China might seem to have the economic advantage: it’s Japan’s largest export market, accounting for 18 percent of Japanese exports. And China is a crucial part of Japan’s supply chain – Chinese subsidiaries of Japanese companies sell 23 percent of their production back to Japan. Some Japanese companies have also come to depend on China for sales growth. Nissan sells more than a quarter of its vehicles in the country, its largest market.
But any move to punish Japan would likely prove, as Beijing’s mouthpiece the People’s Daily has observed, a double-edged sword. Chinese imports from Japan are largely capital goods such as steel, heavy equipment and industrial robots, which are difficult to substitute. Japan is China’s third-largest foreign direct investor and fourth-largest importer. And while China may be a key supplier, rising costs have been driving more Japanese companies to shift elsewhere.
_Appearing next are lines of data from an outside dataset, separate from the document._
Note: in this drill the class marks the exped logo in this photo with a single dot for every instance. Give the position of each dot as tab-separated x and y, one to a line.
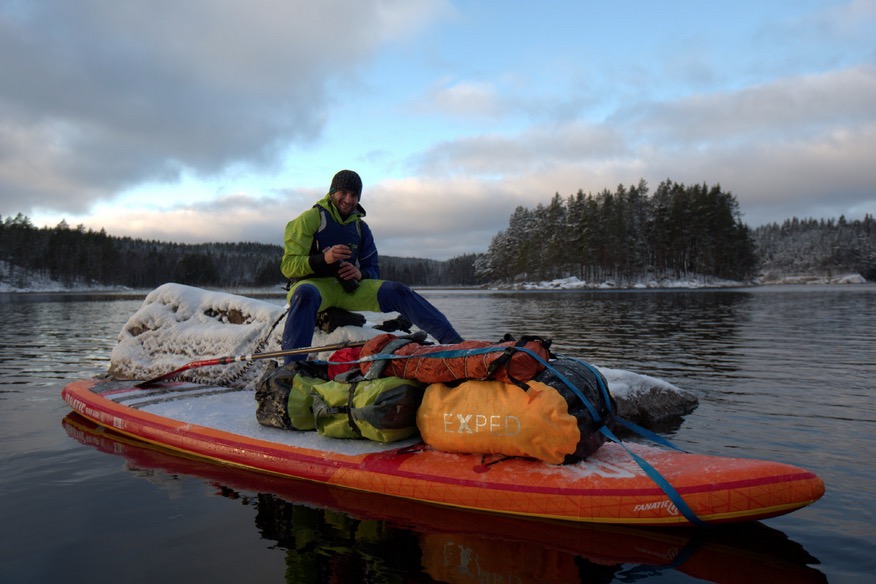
481	423
667	504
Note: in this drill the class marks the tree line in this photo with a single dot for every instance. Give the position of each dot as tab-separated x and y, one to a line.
623	236
77	256
823	247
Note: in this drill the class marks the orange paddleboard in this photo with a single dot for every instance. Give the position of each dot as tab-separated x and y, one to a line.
609	487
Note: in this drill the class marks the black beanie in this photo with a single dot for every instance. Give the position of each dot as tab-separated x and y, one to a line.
347	180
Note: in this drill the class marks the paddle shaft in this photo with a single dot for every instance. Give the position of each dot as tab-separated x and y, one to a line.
252	357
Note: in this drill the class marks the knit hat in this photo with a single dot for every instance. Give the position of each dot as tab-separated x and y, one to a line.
347	180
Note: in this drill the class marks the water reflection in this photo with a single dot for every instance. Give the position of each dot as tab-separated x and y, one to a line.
332	534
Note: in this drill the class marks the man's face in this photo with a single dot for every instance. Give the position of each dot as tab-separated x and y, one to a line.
345	202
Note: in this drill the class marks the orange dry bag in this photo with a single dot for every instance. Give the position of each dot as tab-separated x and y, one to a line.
508	361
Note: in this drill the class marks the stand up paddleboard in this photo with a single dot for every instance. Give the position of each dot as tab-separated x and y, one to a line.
610	487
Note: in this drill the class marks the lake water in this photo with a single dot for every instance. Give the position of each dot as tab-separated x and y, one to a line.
783	373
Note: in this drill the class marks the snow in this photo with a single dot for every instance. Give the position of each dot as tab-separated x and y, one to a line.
575	283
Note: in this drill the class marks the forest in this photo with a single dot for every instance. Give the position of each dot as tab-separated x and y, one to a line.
623	237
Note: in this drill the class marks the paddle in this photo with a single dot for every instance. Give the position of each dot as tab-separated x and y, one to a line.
252	357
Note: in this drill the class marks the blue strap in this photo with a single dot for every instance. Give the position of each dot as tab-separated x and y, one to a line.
652	473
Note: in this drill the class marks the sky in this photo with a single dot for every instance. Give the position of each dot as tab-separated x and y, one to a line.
221	120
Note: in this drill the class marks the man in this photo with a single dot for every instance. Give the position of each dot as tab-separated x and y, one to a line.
330	253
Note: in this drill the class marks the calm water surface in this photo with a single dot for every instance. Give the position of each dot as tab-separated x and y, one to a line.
781	373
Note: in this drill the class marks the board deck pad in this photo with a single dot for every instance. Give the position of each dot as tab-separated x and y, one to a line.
219	424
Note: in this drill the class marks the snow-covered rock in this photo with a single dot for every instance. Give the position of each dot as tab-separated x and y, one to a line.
178	325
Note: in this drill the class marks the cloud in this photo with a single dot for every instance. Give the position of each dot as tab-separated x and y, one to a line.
101	96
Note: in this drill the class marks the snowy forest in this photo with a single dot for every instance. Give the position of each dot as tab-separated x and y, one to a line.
621	238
It’s possible that the protests will flare up into a bigger conflagration. But a bigger threat to both economies may be the $40 billion-a-month barrage of cash Bernanke has vowed to blast into the global economy every month until the U.S. job market improves. That’s likely to sink the U.S. dollar, reducing returns on China and Japan’s foreign reserves, and put pressure on exports. Investors are betting Bernanke’s bazooka is the only weapon that will be fired.